Particularly bad for its impact on death rate, there was a much more extensive, early spread of the disease into NJ long term care (“LTC”) facilities.
|LTC Residents (2019)||71,162||42,413|
|Licensed LTC Facilities (2019)||688||361|
|LTC Facilities with Clusters > 50 (7/12/2020)||47||281|
|Confirmed Cases in LTC Clusters (7/12/2020)||4,010||29,510|
2019 LTC data from Kaiser Family Foundation analysis of Certification and Survey Provider Enhanced Reports (CASPER) data.
Cluster data from NY Times, 7/12/2020 as classified and geo-located by Pandemic-Sense.com. (Note 4)
In the wake of COVID-19, there’s been a good deal of finger pointing in New Jersey between state regulators and the LTC industry, suggesting poor judgements (e.g. hospitals given priority for PPE), to little oversight, and insufficient/incompetent infection management. Be that as it may, given this once-in-a-century event, it’s not unreasonable to suggest that problems were at least partly due to bad luck. How bad NJ’s situation is compared to Florida is emphasized in the map below (both states plotted to the same scale) which shows the NY Times LTC Clusters.
Overall, our hospitals and front line medical staff are doing amazing work to preserve the health of the US population. They deserve better support than they’re getting.
(Note 1) These low fatality rates should NOT suggest that it’s safe for young people to catch COVID. Long term health effects are unknown for all ages, but there is significant evidence that young people may suffer debilitating morbidities at a much higher rate than fatalities. Young people who get infected can also expand the pandemic by infecting others who are more vulnerable.

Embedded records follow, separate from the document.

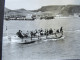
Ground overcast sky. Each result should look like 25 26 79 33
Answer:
5 0 80 10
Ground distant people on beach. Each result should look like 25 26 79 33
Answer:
17 27 63 38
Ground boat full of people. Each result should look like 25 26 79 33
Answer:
8 27 64 44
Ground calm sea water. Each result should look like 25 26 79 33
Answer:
2 17 80 60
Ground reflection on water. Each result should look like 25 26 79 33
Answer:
2 18 80 60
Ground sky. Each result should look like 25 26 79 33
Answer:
5 0 80 10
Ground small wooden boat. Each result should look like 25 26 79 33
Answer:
20 41 36 44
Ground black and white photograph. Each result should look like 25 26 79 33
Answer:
2 0 80 60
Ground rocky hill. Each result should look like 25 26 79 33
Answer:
5 5 80 15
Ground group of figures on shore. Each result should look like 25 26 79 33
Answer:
16 27 63 39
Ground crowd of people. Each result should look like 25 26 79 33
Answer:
16 27 63 39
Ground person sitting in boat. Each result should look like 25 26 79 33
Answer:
46 29 49 36
56 29 59 33
16 30 24 39
49 28 53 35
60 27 63 35
40 28 43 36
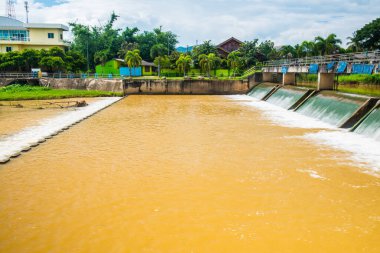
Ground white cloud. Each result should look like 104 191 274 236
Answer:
0 0 380 45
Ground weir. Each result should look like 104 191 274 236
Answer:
353 102 380 141
247 83 277 100
266 86 309 109
296 91 367 126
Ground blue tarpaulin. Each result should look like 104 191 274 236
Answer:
351 64 375 75
120 67 141 76
281 66 289 74
327 61 335 70
336 61 347 74
309 64 319 74
363 64 375 75
351 64 363 74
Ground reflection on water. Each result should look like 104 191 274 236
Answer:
0 96 380 252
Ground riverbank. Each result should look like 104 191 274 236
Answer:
0 84 123 101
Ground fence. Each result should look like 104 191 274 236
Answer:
263 50 380 67
0 73 129 79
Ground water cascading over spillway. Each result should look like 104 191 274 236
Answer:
297 91 366 126
267 87 308 109
247 83 276 99
354 105 380 141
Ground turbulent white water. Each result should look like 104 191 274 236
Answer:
0 97 121 161
227 95 380 176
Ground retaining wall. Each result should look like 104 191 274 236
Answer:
124 80 253 95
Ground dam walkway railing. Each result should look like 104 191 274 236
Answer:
263 50 380 68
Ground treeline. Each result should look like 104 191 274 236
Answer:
69 13 178 69
0 47 87 72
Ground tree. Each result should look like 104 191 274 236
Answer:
40 56 65 72
94 49 111 66
239 39 259 68
198 53 221 77
352 18 380 50
150 44 167 76
176 54 192 76
21 49 40 71
125 49 142 77
301 40 316 56
65 50 87 73
227 51 241 77
315 33 342 55
69 13 123 69
192 40 218 66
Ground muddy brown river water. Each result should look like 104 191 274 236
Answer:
0 96 380 253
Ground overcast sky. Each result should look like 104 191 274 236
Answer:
0 0 380 46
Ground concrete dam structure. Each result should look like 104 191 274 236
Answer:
0 75 380 139
247 83 380 140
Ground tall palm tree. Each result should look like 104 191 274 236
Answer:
301 40 316 56
227 51 241 77
176 54 191 77
125 49 142 77
207 53 221 77
347 37 362 52
315 33 342 55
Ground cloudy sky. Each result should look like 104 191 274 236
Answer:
0 0 380 46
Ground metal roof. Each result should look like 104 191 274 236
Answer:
115 58 156 67
0 16 26 30
0 16 69 31
24 23 69 31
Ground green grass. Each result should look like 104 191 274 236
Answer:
338 85 380 97
0 84 123 101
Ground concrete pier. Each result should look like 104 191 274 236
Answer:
263 72 273 82
317 72 335 90
282 72 296 85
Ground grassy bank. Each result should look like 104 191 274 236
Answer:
0 84 122 101
297 74 380 85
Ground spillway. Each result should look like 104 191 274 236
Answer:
267 86 308 109
297 91 367 126
354 105 380 141
247 83 276 99
0 95 380 253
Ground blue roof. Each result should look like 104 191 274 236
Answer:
0 16 26 30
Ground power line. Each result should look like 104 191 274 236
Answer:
6 0 16 19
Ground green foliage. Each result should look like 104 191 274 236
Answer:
0 84 122 101
0 47 86 72
198 53 221 77
125 49 142 76
176 54 192 76
192 40 218 67
40 56 65 72
349 18 380 50
227 51 242 77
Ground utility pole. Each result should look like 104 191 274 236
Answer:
24 1 29 23
6 0 16 19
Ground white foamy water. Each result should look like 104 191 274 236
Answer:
227 95 335 129
0 97 121 160
227 95 380 176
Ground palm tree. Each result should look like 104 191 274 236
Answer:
125 49 142 77
301 40 316 56
227 51 241 77
207 53 221 77
198 54 210 76
176 54 191 77
347 34 362 52
315 33 342 55
150 44 166 76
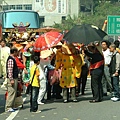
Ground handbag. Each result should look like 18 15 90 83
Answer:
26 67 37 94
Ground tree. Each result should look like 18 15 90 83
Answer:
54 0 120 30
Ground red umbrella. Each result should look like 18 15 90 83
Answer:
34 31 63 52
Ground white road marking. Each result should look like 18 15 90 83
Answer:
6 97 26 120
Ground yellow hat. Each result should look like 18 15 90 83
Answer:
20 41 28 45
61 44 76 55
40 50 53 59
14 44 23 51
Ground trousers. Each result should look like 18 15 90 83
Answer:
5 79 18 110
91 69 103 101
30 86 39 112
63 87 76 100
37 80 46 102
102 66 112 93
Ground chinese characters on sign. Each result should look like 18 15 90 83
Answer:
107 16 120 35
36 0 67 14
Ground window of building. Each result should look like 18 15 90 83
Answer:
16 5 22 10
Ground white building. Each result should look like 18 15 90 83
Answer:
1 0 80 26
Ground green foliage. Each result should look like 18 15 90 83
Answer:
54 0 120 30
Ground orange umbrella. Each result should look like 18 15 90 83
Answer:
35 27 61 33
34 31 63 52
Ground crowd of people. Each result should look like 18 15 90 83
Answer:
0 39 120 113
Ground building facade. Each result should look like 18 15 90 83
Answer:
0 0 80 27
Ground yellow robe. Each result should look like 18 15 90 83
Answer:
56 50 83 88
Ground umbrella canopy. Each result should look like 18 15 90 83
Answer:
34 31 63 52
64 24 107 44
35 27 61 33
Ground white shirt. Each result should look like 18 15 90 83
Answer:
102 48 112 65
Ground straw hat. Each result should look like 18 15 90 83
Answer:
61 44 76 55
23 51 31 57
14 44 23 51
40 50 53 59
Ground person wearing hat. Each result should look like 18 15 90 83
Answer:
0 40 10 78
109 44 120 102
55 43 82 103
101 40 112 96
83 43 104 103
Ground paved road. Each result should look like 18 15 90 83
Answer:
0 80 120 120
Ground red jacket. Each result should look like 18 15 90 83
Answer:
15 57 25 69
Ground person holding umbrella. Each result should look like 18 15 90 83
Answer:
82 43 104 103
55 43 83 103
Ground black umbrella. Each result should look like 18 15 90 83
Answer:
64 24 107 44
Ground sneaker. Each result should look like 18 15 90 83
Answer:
32 110 41 113
8 108 15 112
111 97 119 101
38 102 45 105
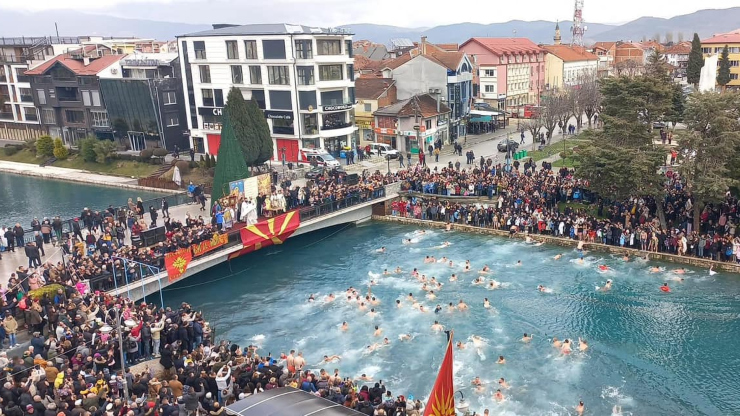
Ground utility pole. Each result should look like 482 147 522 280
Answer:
113 305 131 403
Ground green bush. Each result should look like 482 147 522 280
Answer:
36 136 54 157
175 160 190 175
94 140 118 163
80 137 98 162
54 137 69 160
3 146 21 156
154 147 170 157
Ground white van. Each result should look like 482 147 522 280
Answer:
370 143 398 159
301 149 341 168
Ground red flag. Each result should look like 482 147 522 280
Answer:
424 333 455 416
164 247 193 282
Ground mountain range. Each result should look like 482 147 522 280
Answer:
0 7 740 44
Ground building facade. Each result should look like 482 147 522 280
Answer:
460 38 546 110
178 24 357 161
355 77 397 146
701 29 740 88
26 47 124 146
0 37 79 140
100 53 190 151
373 94 452 154
541 45 599 90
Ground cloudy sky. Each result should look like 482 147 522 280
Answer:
0 0 740 27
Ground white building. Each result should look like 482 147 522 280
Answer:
178 24 357 161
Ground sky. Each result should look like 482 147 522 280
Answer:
0 0 740 27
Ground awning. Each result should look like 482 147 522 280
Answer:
226 387 364 416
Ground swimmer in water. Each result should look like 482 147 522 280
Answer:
552 337 563 348
493 389 504 402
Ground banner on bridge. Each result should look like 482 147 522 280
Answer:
229 211 301 260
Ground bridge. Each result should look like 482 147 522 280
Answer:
97 182 400 302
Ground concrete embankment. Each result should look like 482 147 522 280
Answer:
372 215 740 273
0 160 182 193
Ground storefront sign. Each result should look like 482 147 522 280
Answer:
193 233 229 257
265 110 293 120
322 104 353 111
198 107 224 117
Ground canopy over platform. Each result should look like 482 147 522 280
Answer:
226 387 364 416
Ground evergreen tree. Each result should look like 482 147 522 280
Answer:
247 100 273 166
224 87 259 166
686 33 704 86
211 110 249 201
717 45 730 92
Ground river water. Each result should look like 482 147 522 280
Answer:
0 173 165 228
165 223 740 415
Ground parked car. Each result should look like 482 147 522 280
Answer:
370 143 398 159
496 139 519 152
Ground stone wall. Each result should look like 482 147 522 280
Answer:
373 215 740 273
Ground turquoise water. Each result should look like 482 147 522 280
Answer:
165 223 740 415
0 173 165 228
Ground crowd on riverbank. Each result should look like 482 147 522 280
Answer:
392 161 740 262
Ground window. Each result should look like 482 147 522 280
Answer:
90 111 109 127
295 40 313 59
296 66 314 85
213 90 224 107
267 66 290 85
200 89 213 107
163 91 177 105
244 40 257 59
80 90 91 107
41 108 56 124
64 110 85 124
249 65 262 84
319 65 342 81
270 91 293 110
226 40 239 59
193 40 206 59
198 65 211 84
231 65 244 84
262 40 285 59
36 90 46 105
316 40 342 55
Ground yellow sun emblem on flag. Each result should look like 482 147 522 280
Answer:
432 389 455 416
172 257 188 273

(Note 2) There is a tiny, very long tail for COVID fatalities. For analysis purposes we’ve ignored it, but anecdotal reports of people dying from COVID after illnesses lasting 90+ days are not uncommon.
(Note 3) pandemic-sense.com original analysis based on CDC Florida Excess Deaths with and without COVID-19. We examined weeks where non-COVID deaths exceeded the 95% confidence interval by themselves, and estimated probable COVID deaths by calculating the difference between non-COVID deaths and the CDC’s expected deaths from all causes.
(Note 4) Pandemic Sense classified the NY Times cluster data based simply on the name of the institution. The Kaiser LTC data is undoubtedly a somewhat different universe and is not directly comparable (which is why we didn’t calculate percentages combining the two datasets).